Crítica | Zama

Filme de época dirigido por Lucrécia Martel aponta nas nuances da personalidade do seu protagonista. 

Crítica Mostra de São Paulo
“Faço por vocês o que ninguém fez por mim: digo ‘não’ às suas esperanças”. Pronunciada pelo personagem Don Diego de Zama (Daniel Giménez Cacho), essa frase define bem o sentimento de desilusão presente durante a toda a projeção do longa-metragem Zama (2017), adaptação do livro homônimo de Antonio Di Benedetto dirigida pela cineasta argentina Lucrécia Martel (O Pântano) e que é o filme escolhido pela Argentina para disputar uma vaga no Oscar.
Escrito pela própria diretora, o roteiro se passa no Século XVIII, numa região fronteiriça entre o Paraguai e a Argentina, e acompanha o personagem-título, um oficial da coroa espanhola que reside da remota fronteira entre Paraguai e Argentina – local ameaçado pela presença do temível (e desconhecido) Vicuña Porto.
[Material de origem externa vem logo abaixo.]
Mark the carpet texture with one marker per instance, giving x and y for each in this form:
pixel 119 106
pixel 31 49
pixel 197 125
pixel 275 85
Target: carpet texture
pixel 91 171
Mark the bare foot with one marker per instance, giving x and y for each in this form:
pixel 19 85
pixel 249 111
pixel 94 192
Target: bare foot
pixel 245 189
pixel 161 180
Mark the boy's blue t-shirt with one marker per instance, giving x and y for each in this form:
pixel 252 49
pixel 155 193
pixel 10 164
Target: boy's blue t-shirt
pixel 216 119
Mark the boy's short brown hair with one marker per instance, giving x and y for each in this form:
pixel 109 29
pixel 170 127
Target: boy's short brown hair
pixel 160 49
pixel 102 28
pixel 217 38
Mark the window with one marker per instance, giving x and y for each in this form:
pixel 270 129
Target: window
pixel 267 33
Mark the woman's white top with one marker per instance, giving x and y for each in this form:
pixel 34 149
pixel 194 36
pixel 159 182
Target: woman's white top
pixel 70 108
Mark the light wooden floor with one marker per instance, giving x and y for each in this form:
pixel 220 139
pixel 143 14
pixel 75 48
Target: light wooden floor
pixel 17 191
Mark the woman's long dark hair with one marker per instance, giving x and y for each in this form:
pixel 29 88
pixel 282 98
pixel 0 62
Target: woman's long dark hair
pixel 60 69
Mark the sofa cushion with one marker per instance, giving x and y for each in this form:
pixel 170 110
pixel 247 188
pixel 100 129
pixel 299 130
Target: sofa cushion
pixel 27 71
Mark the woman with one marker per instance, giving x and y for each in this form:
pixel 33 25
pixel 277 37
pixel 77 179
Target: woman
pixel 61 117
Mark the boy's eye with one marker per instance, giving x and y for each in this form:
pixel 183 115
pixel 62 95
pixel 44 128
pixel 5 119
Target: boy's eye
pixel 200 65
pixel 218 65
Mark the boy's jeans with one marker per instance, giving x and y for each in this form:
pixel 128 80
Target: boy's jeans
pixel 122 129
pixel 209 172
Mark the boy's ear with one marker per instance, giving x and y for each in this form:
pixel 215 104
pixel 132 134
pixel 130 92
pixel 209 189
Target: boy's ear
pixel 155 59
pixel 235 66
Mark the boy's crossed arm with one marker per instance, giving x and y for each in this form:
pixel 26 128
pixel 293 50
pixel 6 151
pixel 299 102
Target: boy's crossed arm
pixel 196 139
Don Diego quer ser transferido para Buenos Aires e para atingir esse objetivo, ele aceita qualquer tarefa que lhe é designada, por pior que esta seja. Mas, à medida que o tempo passa e ele continua no mesmo lugar, Zama começa a definhar enquanto é engolido pela burocracia aristocrata.

Daniel Giménez Cacho

O uso de câmera estática e de grandes planos gerais destaca a lentidão e o tédio da rotina daquele lugar. Desta forma, é comum que vejamos o protagonista participando de missões que não o levam a lugar algum, lidando com problemas desproporcionais às suas consequências e tendo as suas esperanças rechaçadas pela incompetência e pela falta de interesse dos seus superiores. Não que Diego seja uma vítima inocente da ocasião; ele não é. Como colonizador daquele local, ele participa de torturas, negocia escravos indígenas e, sem perceber a ironia disso, ainda aceita com arrogância a alcunha de “pacificador dos índios”.
Aliás, é nesses detalhes que Lucrécia Martel compõe a sua crítica social ao tema aqui abordado. Além de sempre colocar um escravo no fundo das cenas, a diretora também destaca o egocentrismo (e o eurocentrismo) da visão colonialista, incapaz de enxergar os seus próprios atos de barbárie, mas sempre disposta a apontar os dos outros. Isso fica explícito numa cena na qual o protagonista vê um grupo índios cegos caminhando pela floresta à noite e pergunta a um soldado (vivido por Matheus Nachtergaele) quem fez aquilo com eles, somente para ouvir como resposta: “talvez tenha sido vocês”.
Porém, revelações como esta não causam uma grande mudança nas atitudes do personagem. Pois, além de não ser vítima, Don Diego de Zama também não é um herói trágico. Ele é um sujeito arrogante que faz parte de um sistema que explora as pessoas menos favorecidas. E caso seja necessário, esse mesmo sistema passa por cima dos seus próprios membros quando estes não têm mais utilidade. E é justamente por retratar as nuances da personalidade do seu anti-herói que o filme de Lucrécia Martel é tão poderoso.

Lucrécia Martel

Zama PosterFICHA TÉCNICA:
Título original: Zama
Gênero: Drama
País: Argentina
Duração: 118 min.
Ano: 2017
Direção: Lucrecia Martel
Roteiro: Lucrecia Martel, baseado no livro de Antonio Di Benedetto.
Elenco: Daniel Giménez Cacho, Lola Dueñas, Matheus Nachtergaele, Juan Minujín, Nahuel Cano, Daniel Veronese, Mariana Nunes.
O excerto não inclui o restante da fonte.